I’ll be honest. I love this. I love Pants so what’s not to like. And, frankly, from a business perspective, if you tell us what you like, and we can make it – well, then you’ll buy it! That’s the sort of intelligence that we need so we can make the money to pay the wages.
However, the short and simple answer the ‘Why Don’t You Make…’ is almost always ‘we can’t’ (at the moment, at least)
We operate within various limits. We *only* buy reclaimed fabric. So, we can only make Pants out of what fabrics we can find. We have one supplier. If he hasn’t got it, we can’t get it. So, if he can’t get cotton – so we can’t get cotton. Man Pants, for example, do tend to be made of cotton – not lace (stretch or rigid, double galloon or ‘all over’) or printed lycras, or net. So we can’t make Man Pants. Or printed jersey Pants for women. Or leggings, or Tshirts. (HOWEVER. If you know of someone that has access to reclaimed jersey, in minimums of about 50m I WANT TO KNOW.)
We’ve been asked to make Very Very Wide Aimee shorts. Aimee shorts are made from fabric that comes to us in either 16, 18, 21 or 23cm depths. The curved edge at the top of the waist and the bottom of the leg is the edge of the fabric – we don;t cut that, it;s how it comes. We can’t make them bigger unless we get bigger fabric. It’s not won’t. It’s can’t.
Another limit is the skill set of our team. For *reasons*, most of our team don’t want to work full time. None of our team knew how to sew underwear when they started here, so they’ve learned here. If you do something every single day you get really good at it really fast. Our team are good – very good – at what they do. But we are, right now, at the stage where they don’t do this every day and so it just takes time to get excellent. And it takes time to learn how to apply skills learned in one situation or product to another.

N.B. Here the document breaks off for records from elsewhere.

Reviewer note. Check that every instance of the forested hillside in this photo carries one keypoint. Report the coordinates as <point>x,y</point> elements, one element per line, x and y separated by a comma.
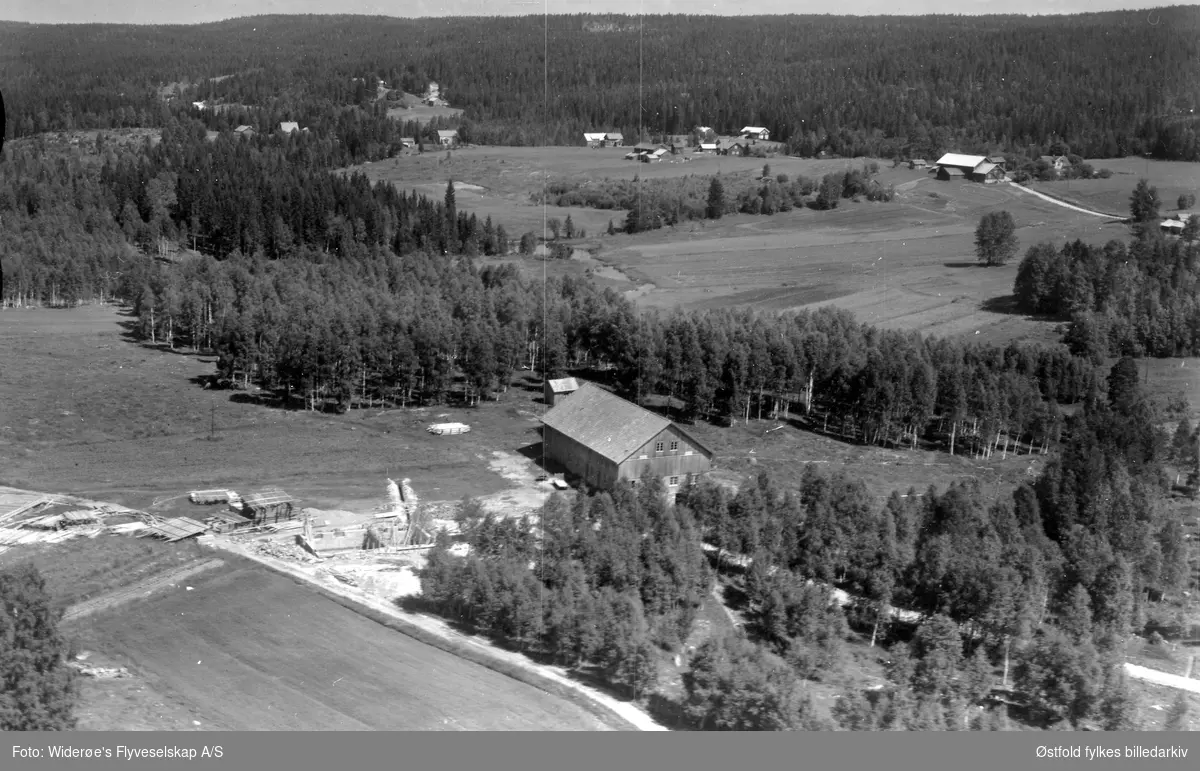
<point>1103,84</point>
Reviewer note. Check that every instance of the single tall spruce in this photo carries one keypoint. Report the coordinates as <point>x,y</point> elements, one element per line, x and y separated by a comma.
<point>715,207</point>
<point>996,238</point>
<point>37,689</point>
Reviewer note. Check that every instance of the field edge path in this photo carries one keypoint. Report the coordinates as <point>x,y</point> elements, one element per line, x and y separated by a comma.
<point>142,589</point>
<point>442,631</point>
<point>1063,203</point>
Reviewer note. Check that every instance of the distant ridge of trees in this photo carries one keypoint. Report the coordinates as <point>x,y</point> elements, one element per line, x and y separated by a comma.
<point>1108,84</point>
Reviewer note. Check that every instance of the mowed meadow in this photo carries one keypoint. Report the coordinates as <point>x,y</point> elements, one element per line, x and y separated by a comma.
<point>905,264</point>
<point>244,649</point>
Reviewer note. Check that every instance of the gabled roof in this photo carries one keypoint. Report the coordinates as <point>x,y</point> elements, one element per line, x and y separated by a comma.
<point>564,384</point>
<point>265,498</point>
<point>606,423</point>
<point>955,159</point>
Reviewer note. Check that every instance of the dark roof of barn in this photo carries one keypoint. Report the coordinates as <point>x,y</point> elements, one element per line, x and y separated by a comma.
<point>564,384</point>
<point>606,423</point>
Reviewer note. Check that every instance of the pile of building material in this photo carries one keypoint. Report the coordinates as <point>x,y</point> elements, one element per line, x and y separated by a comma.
<point>442,429</point>
<point>271,506</point>
<point>285,551</point>
<point>100,673</point>
<point>172,530</point>
<point>210,497</point>
<point>125,529</point>
<point>227,521</point>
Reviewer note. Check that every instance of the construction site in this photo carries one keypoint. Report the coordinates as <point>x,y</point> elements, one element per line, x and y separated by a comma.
<point>268,523</point>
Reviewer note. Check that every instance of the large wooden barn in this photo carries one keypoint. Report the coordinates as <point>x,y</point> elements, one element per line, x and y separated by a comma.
<point>605,440</point>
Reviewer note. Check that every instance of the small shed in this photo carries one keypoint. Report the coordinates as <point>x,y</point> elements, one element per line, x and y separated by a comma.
<point>269,506</point>
<point>556,389</point>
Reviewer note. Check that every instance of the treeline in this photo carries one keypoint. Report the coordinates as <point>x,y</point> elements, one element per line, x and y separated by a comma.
<point>599,585</point>
<point>403,329</point>
<point>657,203</point>
<point>1137,299</point>
<point>1015,81</point>
<point>1036,593</point>
<point>335,290</point>
<point>1039,592</point>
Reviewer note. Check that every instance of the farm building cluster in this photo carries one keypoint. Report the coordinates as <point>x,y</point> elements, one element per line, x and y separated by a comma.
<point>701,139</point>
<point>605,440</point>
<point>977,168</point>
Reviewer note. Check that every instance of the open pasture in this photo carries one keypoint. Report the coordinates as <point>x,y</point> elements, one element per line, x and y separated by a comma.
<point>497,181</point>
<point>905,264</point>
<point>1111,195</point>
<point>90,412</point>
<point>250,650</point>
<point>126,423</point>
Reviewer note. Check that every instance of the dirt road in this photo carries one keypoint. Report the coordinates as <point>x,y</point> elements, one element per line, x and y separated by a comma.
<point>1163,679</point>
<point>138,590</point>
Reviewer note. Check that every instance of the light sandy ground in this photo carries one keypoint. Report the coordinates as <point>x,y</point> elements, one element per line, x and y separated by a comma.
<point>1162,679</point>
<point>441,628</point>
<point>1060,203</point>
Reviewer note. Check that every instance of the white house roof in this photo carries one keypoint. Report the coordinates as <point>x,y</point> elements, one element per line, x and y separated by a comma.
<point>955,159</point>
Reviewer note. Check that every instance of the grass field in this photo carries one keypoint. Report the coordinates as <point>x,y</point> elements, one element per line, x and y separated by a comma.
<point>1111,195</point>
<point>906,264</point>
<point>249,650</point>
<point>89,412</point>
<point>117,420</point>
<point>89,567</point>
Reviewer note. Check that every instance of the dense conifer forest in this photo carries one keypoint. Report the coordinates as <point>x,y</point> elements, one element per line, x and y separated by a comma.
<point>330,292</point>
<point>1103,84</point>
<point>1036,593</point>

Right now, when we make a new style, we takes weeks – months even – to train our team. That eats into Live Production time. And we need to make Pants to sell Pants to make money to pay wages. There’s a fine balance to strike between wanting to make MORE MORE MORE PRETTY THINGS and needing to keep those wages being paid. And we’re ok with that. We just need to get it right.
There’s another limit. Our slice of the Pants market is *tiny*. It’s a big risk for us to introduce anything new when there are – relatively – few people out there waiting to snap up our stuff. Using bras as an example, we just don’t have enough people out there (yet!) to make that viable. Even just to provide a small size range – let’s say 28-36, A – E cup – that’s 30 different size variations. Making one of anything is expensive so we’d need to make – let’s say – an average of 25 in each size. A minimum run therefore would be 750.
We make, at most, about 450 pairs of any one Pant and even then we end up with some going into the sale. 750 bras (let alone thinking about the technical skill we don’t yet have and the pattern making and testing and and and and…) gives me the vapours.
This same thing applies to our size range. We get occasional requests for size 6, 20 and other sizes. These requests are very very occasional though and to add extra sizes to our size range would incur costs we’d not recoup. That’s wages money we’d be risking. As things stand today, we are selling around about 7-10 pairs of size 18 per month. We make size 18 in every colour and style – and there are more than 10 styles, so you can see that we’ve a lot of Pants (which represent fabric bought and wages paid to make them) sitting in the stock room. Most of our size 18s sell in our sale – lovely for bargain hunters, but not so great for us!
We need to get bigger – much bigger – before we can think seriously about introducing new products. We do want to and have an idea about crowd funding which we’re working out before we talk about it next month. But we’re not there yet.
I have never minded operating within narrow parameters. I am a huge believer in Do One Thing Well and I think that limits can teach us to be really creative. It’s exciting going to pour supplier and looking at all the reclaimed treasure. It’s exciting seeing a colleague put Skill A and Skill B together and suddenly we’re a step closer to being able to drop in a new style.
So. That’s the story. For now, at least.
And no, we didn’t make the fence panels.